Using Rosemary in your House and your Chicken Coop

Rosemary is one of my favorite herbs. It's known for remembrance, and in my house, it's hard to forget this plant. A native of the Mediterranean, it's name means "sea-dew" since it's blossoms have a dew-like appearance. Living in a northern clime, my rosemary plants make great potted herbs and live happily in my house through the winter.

Using Rosemary in the Chicken Coop


Rosemary has anti-fungal and anti-bacterial properties. Plus it's great for repelling insects. In my coop, I like to hang it in bundles and make it into an insect spray. I mix some rosemary essential oil with water and spray it all over.

This year we had a swarm of bee-like flies that just wouldn't leave our coop. It was early spring and I had just gotten new plants. Once I hung my rosemary bundles and used fly spray, the flies were gone and haven't come back.

If you have space and/or live in a southern clime, you can plant rosemary near the coop to repel pests.

I also add rosemary to my chicken's nest boxes. Not only does it keep insects at bay, but it also calms my hens as they're laying.




An Herb Through the Ages


Rosemary has been an important plant for centuries and there are many stories about this wonderful plant.

It is said that when the as the Holy Family fled Egypt, they had to hide from soldiers. Mary spread her cloak over some rosemary plants and hid behind it. They say the flowers then turned blue to honor Mary. In the Christian faith, it is said that rosemary will grow for 33 years. That's the number of years Jesus lived.

Greek students would wear necklaces and headbands of rosemary to help them do better on tests.

During the plague, people carried bundles of rosemary to ward off disease. It was also burned to purify the air in sick chambers.

One Popular Plant


Rosemary has become a staple herb for the kitchen herb garden. It can easily be found at many nurseries and in many varieties. Many people will purchase a few varieties and grow them to see which becomes their favorite.

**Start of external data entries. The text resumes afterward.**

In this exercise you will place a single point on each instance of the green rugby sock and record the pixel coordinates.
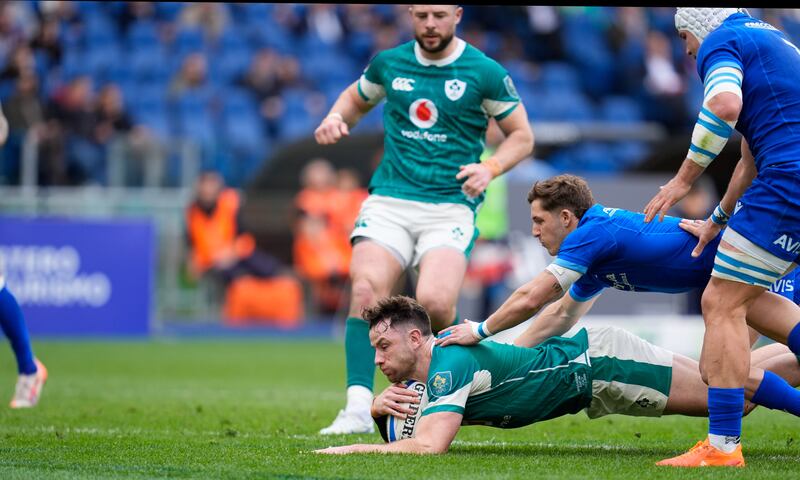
(359, 354)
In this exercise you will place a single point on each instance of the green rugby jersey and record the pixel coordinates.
(434, 119)
(506, 386)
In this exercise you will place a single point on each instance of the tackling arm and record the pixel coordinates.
(3, 127)
(741, 179)
(345, 113)
(517, 145)
(519, 140)
(435, 433)
(714, 125)
(520, 306)
(555, 320)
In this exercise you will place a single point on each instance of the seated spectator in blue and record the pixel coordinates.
(32, 373)
(24, 111)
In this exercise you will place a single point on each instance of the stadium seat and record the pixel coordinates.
(620, 109)
(142, 34)
(193, 116)
(150, 63)
(188, 40)
(148, 106)
(559, 76)
(561, 106)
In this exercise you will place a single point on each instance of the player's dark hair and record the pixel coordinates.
(563, 191)
(399, 310)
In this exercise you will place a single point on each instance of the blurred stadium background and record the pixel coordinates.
(116, 108)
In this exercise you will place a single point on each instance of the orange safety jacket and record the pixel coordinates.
(211, 234)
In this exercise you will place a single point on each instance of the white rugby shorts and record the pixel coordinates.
(409, 228)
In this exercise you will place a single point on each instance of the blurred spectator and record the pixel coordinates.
(192, 75)
(134, 155)
(47, 41)
(24, 111)
(21, 60)
(324, 22)
(321, 243)
(258, 287)
(545, 26)
(664, 87)
(697, 204)
(350, 197)
(490, 260)
(73, 108)
(219, 244)
(212, 18)
(13, 29)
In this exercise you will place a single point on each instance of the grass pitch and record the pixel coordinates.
(251, 409)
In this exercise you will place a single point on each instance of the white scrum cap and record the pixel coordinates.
(702, 21)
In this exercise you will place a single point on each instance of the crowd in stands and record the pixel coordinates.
(237, 80)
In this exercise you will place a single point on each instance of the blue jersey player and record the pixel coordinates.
(32, 374)
(749, 70)
(598, 247)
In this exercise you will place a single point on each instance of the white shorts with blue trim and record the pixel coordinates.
(747, 262)
(409, 228)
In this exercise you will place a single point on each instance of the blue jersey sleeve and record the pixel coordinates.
(584, 246)
(585, 289)
(720, 49)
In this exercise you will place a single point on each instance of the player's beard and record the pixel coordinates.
(443, 43)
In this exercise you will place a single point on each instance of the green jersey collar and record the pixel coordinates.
(460, 46)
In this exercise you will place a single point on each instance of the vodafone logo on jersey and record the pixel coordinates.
(423, 113)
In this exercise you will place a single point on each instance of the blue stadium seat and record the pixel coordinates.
(243, 133)
(565, 106)
(188, 40)
(629, 154)
(559, 76)
(150, 63)
(148, 106)
(620, 109)
(169, 11)
(142, 34)
(241, 121)
(193, 116)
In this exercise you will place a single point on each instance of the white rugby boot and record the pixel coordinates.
(29, 387)
(356, 417)
(348, 422)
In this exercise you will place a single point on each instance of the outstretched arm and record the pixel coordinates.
(524, 303)
(517, 145)
(714, 126)
(554, 320)
(742, 177)
(345, 113)
(435, 433)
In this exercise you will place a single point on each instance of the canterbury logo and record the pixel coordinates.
(403, 84)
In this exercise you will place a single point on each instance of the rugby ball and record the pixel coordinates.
(397, 429)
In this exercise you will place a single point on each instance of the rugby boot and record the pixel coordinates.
(705, 455)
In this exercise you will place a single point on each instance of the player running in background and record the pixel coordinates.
(439, 93)
(598, 247)
(750, 71)
(602, 370)
(32, 373)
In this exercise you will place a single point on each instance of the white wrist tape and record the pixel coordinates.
(480, 330)
(711, 133)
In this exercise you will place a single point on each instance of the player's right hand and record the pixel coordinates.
(704, 230)
(391, 400)
(668, 195)
(331, 130)
(461, 334)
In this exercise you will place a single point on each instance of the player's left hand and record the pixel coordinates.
(669, 195)
(478, 177)
(461, 334)
(342, 450)
(704, 230)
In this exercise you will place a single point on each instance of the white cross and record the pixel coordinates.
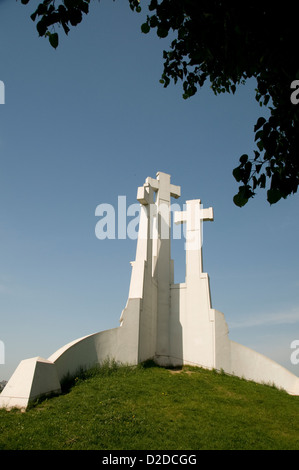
(193, 216)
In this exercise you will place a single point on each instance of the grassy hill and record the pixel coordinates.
(152, 408)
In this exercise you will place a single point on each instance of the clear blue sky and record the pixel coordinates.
(89, 122)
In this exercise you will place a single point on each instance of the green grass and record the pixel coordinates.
(152, 408)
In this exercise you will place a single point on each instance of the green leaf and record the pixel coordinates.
(259, 123)
(53, 38)
(237, 174)
(240, 200)
(243, 159)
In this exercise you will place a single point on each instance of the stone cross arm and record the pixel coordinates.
(193, 215)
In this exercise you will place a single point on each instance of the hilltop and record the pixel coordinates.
(152, 408)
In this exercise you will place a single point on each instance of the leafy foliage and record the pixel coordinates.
(225, 43)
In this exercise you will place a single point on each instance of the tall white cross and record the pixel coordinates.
(193, 216)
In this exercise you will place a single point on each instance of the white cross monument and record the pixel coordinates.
(173, 324)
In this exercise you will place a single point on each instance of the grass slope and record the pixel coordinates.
(152, 408)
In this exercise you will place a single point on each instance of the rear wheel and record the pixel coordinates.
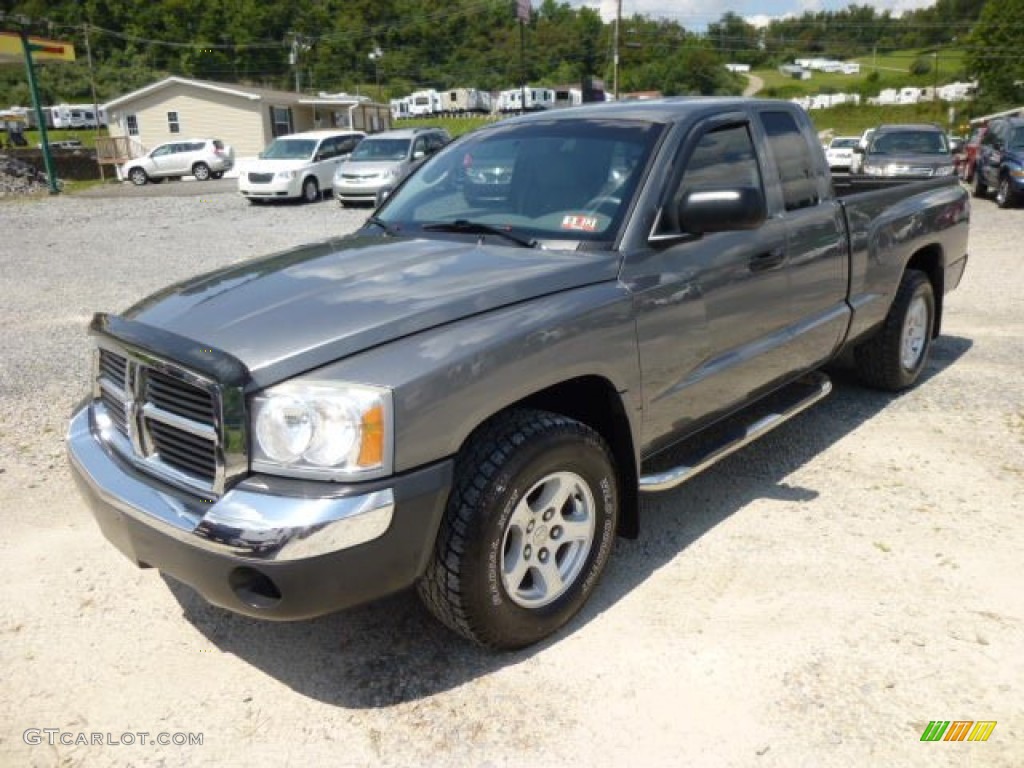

Keeping Rosemary Alive in Winter


Rosemary is not a cold-hardy herb. In the north, people will treat it as an annual or try to overwinter it indoors. In the south, it thrives in gardens year-round. In fact, I love to visit Charleston, South Carolina and see the hedgerows of rosemary that line the walkways.

For my rosemary plants, I like to plant them directly in containers since they'll have to come inside during the winter. But, you can plant them in the garden and then transfer the rosemary plant to a container in the fall.

It's important to remember that rosemary needs water to survive but doesn't like wet feet. So water only when needed, but be careful not to let your plant get too dry.

Rosemary plants do not like the dry heat of a home in the winter. So the key to keeping your plant alive is to keep it in a cool place with good sunlight. I move my rosemary planters outside on any winter day that gets above 40 degrees or so. If I use my plants for decoration, that's normally not their preferred spot, so I only move them into place when I'm entertaining and then move them back to their ideal spot.